Members of the Norwegian Parliament (Stortinget) used more than nine hours to debate a controversial new data storage law pressed upon them by the European Union (EU), amidst noise from the gallery and protests on the floor. A slim and unconventional majority finally approved the measure Monday night, but opponents vow to keep fighting for personal privacy and freedom.
So heated was disagreement over the measure, known as the “datalagringsdirektiv” (literally, data storage directive), that it saw members of the Conservative Party break away from their own party to vote against it, while some politicians called the measure “Orwellian” and claimed that “Big Brother is truly now watching us all.”
One member of the conservative Progress Party, Bård Hoksrud, went so far as to say that the new law will allow police to use methods that would “make the Stasi and KGB green with envy.” It was one of those rare issues where Norway’s most conservative party was in agreement with its most liberal, the Socialist Left (SV), which claimed the new law will allow “massive surveillance,” where all communications will be registered and stored.
The lengthy debate also was disrupted at one point by a noisy protest from the gallery, where members of the public had gathered to listen to Norwegian lawmakers argue.
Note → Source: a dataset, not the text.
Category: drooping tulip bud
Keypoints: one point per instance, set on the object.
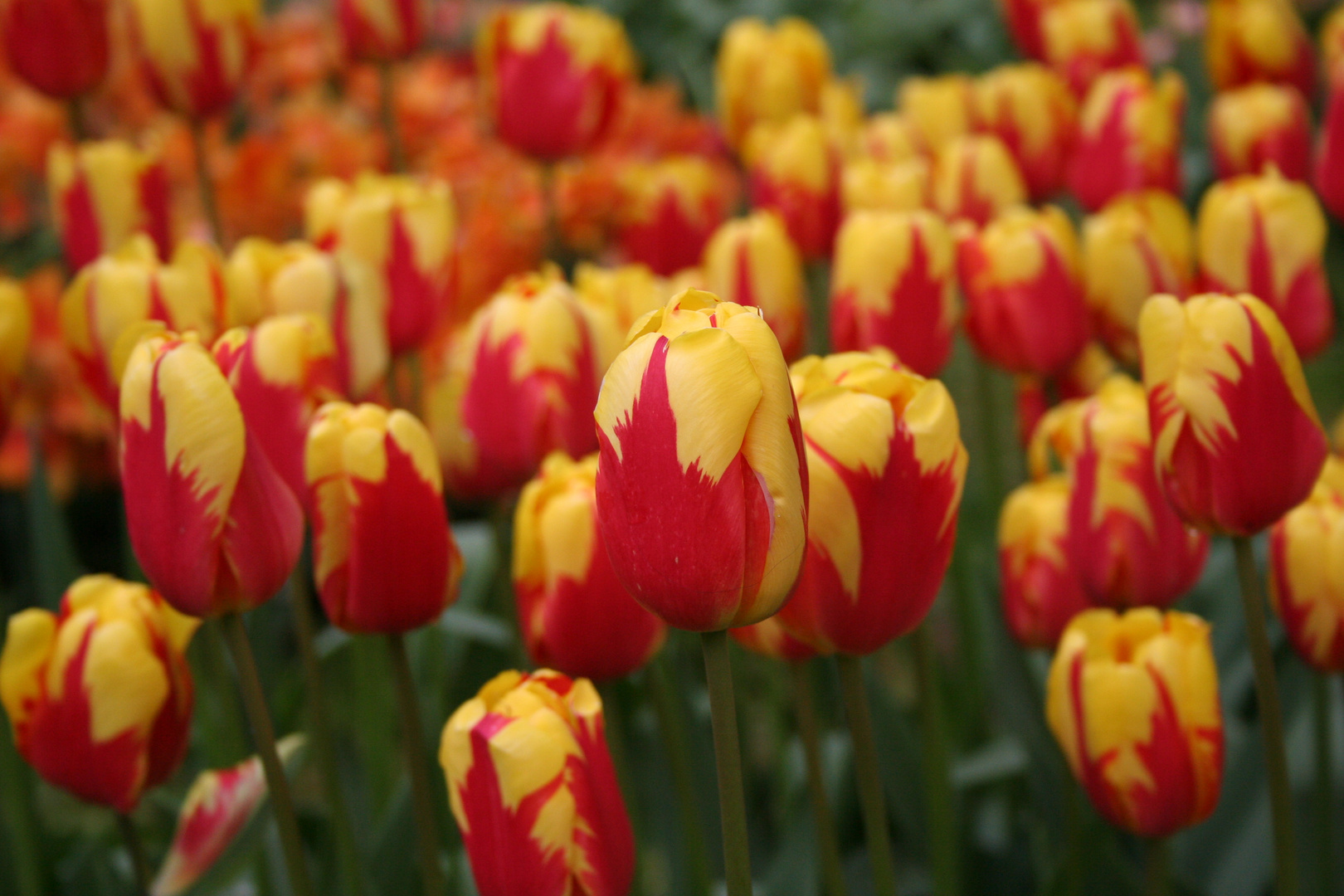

One man yelled that his constitutional rights were being violated. He was quickly escorted out.
‘Don’t understand the consequences’
“This is very, very bad,” the leader of the Liberal Party (Venstre), Trine Skei Grande, told news bureau NTB right after the voting was completed. “I don’t think those who voted in favour of the measure really understand the consequences of this measure. Future generations will condemn us for what was approved tonight.”
She was an early opponent of the measure, which will require storage of Norwegians’ telephone and Internet use and e-mail for up to six months, bringing Norway in line with an EU directive on telecommunications storage. Its purpose is to help police investigate and even prevent serious crimes and terrorism, but opponents claim it’s a serious violation of the right to private communication.
The issue split Norway’s left-center government coalition, with two of its three party members opposed but dominant Labour in favour. Labour then allied itself with the Conservative Party, normally its arch rival, and the two hammered out a compromise that was approved Monday night by a vote of 89 to 80.
The voting saw five members of the Conservatives, who also had opposed the measure since it surfaced in 2006, break away from their newly compromised party line and vote against the measure, thus maintaining their long-held opposition. That wasn’t enough, however, to block it.
Still some bargaining room
Dagfinn Høybråten, a former government minister from the Christian Democrats, noted that electronic communication will be stored with good intentions, but claimed the new law will weaken confidence between the state and its citizens.
Justice Minister Knut Storberget of the Labour Party, who has fought for the measure, admitted that personal privacy and police needs can’t always be reconciled. But he was confident the limits on the law, including data storage for no more than six months, will maintain privacy in the long run. He had initially argued for storage of up to a year but settled for six months (the EU’s minimum requirement) in the compromise with the Conservatives.
Foreign Minister Jonas Gahr Støre had also lobbied hard for the measure to be approved, claiming approval will give Norway more bargaining room before the EU itself formally evaluates it later this spring. That can take up to two years, and opponents are already gearing up for ways to influence or even block its final approval at the EU level.